At the last support stop before the Finish Line, riders can always find gooey chocolate brownies. My favorite ‘go food’ for the last seven-mile dash. After chomping down a brownie, I learned Ibuprofen was available. I grabbed several and chugged them down. Now if only I could last until the pills took affect on the last long incline up to the Downtown Finish Line.

 
As I continued my ride, I noticed the other riders, even those with those beautiful sleek skinny-tire bikes, were slowing down. The wind, rain and chill were beginning to affect us all. I saw a man slam onto the pavement about 50 feet in front of me, having caught a skinny wheel in an expansion joint on the road.  Fortunately, no other riders were right behind or around him and his fall was not as serious as it could have been. He was assisted to his feet and he and his bike were led over to the shoulder. I slogged by wishing him godspeed should he decide to resume the ride.

 
At St. Mary’s Road at the northern end of Downtown, I felt the familiar end-of-race adrenal kick in. And, thank god, finally the Ibuprofen. I could almost touch Tucson’s Downtown skyscrapers. I was going to finish this amazing race! With adrenalin coursing through my tired body and blunting the pain in my knees, my pace picked up. Down to 22nd Street along West Frontage Road I rode. Under the overpass and up the hill toward the blazingly white steeple of Santa Cruz Catholic Church.
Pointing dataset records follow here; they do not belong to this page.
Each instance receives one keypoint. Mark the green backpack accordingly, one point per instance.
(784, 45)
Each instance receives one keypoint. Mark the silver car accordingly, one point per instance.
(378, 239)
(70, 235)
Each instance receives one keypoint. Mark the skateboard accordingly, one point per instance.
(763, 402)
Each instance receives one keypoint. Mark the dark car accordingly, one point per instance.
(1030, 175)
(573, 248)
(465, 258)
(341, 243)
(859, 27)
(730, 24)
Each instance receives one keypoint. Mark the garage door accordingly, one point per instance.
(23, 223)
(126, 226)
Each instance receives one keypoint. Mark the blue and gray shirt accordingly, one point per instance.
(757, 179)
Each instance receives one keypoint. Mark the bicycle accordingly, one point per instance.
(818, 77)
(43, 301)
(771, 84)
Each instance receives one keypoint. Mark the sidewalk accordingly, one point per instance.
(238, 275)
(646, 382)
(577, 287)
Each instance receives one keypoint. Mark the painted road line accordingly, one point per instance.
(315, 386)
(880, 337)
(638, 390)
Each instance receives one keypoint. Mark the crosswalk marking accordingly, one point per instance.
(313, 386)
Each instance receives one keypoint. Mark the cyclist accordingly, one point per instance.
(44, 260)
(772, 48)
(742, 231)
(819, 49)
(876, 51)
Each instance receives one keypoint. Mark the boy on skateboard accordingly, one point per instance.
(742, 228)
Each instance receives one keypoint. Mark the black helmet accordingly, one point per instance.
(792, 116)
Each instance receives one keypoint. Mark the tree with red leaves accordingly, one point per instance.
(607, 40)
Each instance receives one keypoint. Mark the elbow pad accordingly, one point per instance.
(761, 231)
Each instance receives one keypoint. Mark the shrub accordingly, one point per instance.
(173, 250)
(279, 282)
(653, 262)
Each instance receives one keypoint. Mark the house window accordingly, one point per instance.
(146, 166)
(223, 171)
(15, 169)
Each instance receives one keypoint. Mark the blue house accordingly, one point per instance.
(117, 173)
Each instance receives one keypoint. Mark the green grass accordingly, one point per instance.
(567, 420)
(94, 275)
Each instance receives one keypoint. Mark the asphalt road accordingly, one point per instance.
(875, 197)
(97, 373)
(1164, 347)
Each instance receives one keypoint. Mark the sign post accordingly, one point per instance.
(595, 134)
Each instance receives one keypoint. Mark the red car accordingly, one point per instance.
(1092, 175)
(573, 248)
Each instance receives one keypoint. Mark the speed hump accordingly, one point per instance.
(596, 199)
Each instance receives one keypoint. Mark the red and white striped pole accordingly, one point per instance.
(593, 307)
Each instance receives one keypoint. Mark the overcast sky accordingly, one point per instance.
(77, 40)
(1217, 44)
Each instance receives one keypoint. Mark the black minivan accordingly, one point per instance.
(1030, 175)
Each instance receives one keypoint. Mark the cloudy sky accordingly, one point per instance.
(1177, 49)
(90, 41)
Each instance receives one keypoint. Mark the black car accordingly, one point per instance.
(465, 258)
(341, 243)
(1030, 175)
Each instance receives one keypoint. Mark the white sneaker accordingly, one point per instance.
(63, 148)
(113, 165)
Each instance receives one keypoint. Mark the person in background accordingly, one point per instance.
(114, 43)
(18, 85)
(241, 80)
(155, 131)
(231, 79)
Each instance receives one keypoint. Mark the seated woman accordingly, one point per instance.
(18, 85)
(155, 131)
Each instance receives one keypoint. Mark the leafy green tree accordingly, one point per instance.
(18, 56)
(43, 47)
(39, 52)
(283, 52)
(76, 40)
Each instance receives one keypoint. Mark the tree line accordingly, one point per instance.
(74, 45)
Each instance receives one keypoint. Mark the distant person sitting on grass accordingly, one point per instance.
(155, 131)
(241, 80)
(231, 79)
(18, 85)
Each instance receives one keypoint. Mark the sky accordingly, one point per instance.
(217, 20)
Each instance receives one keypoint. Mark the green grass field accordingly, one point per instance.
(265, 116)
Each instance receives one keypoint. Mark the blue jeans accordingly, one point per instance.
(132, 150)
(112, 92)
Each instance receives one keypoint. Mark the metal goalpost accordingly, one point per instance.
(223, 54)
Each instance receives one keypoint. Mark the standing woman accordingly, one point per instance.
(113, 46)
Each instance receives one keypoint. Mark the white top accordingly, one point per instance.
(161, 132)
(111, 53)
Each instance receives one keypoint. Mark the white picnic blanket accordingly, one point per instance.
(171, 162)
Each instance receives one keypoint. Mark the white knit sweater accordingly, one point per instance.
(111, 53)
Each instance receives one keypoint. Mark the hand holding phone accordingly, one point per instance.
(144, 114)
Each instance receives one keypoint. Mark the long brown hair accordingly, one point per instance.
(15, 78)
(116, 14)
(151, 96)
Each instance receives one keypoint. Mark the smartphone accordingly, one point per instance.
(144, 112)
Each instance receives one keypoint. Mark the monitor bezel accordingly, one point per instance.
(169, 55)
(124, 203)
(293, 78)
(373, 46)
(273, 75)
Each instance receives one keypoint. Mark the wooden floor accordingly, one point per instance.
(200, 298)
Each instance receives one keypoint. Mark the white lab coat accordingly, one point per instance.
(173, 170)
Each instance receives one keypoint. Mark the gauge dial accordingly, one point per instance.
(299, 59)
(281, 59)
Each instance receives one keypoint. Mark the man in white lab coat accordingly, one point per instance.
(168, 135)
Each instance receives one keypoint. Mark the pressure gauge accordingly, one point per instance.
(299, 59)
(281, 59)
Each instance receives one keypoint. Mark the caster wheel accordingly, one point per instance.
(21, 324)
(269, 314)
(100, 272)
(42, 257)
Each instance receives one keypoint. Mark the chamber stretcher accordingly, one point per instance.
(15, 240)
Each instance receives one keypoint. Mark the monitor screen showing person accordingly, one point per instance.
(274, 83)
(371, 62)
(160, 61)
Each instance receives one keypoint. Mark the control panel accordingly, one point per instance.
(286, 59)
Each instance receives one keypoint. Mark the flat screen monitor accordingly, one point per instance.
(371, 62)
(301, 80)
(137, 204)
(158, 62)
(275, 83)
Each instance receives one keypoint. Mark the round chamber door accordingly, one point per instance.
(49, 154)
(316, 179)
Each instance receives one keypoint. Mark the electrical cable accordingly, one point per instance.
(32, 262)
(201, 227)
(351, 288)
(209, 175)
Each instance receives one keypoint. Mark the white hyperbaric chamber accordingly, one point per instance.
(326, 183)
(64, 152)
A church had never looked to good.
 

Then, finally, up the 6th Avenue to the Finish Line, each revolution of my tires bringing me closer. At the end, when I see the people waiting along the barriers for their loved ones and friends, it is difficult to even think about the difficulties and dangers of the ride. Signs welcoming the riders abound. “Go Mom!” “Bill, you’ve done it” “Lopez family does it again.” “Cancer survivor survives another one!” El Tour is Tucson’s own brand of Olympic trial – except this one is democratically open to anyone willing to come up with the fee and try it. No particular skillset required.

 
I have made it once again, meeting this particular challenge and conquering it. Perhaps justifiably so, I have been accused of throwing myself at life and saying ‘bring it on’. For this particular slice of life, I know I’m glad this El Tour came with rain and water crossings. Regardless of the danger and discomfort, riding in the 31st El Tour de Tucson’s means I will always have the pleasure of being part of Tucson’s bicycling history.

 
Note: Although El Tour is an extremely well-planned event, accidents happen. Several years ago an older driver slammed into 10 riders near Westward Look Resort leaving one of them with life-changing brain damage. This year, we also lost a rider to a driver crossing over the barrier cones and running right into the rider from behind. The rider was pronounced dead and the word spread through the riding community as we all celebrated meeting our challenges, blunting our own elation. My sympathies to the family and friends of the rider who died. Sport of any type can be inherently dangerous and we all know that we might be next. This knowledge does not stop us but it does humble our victories.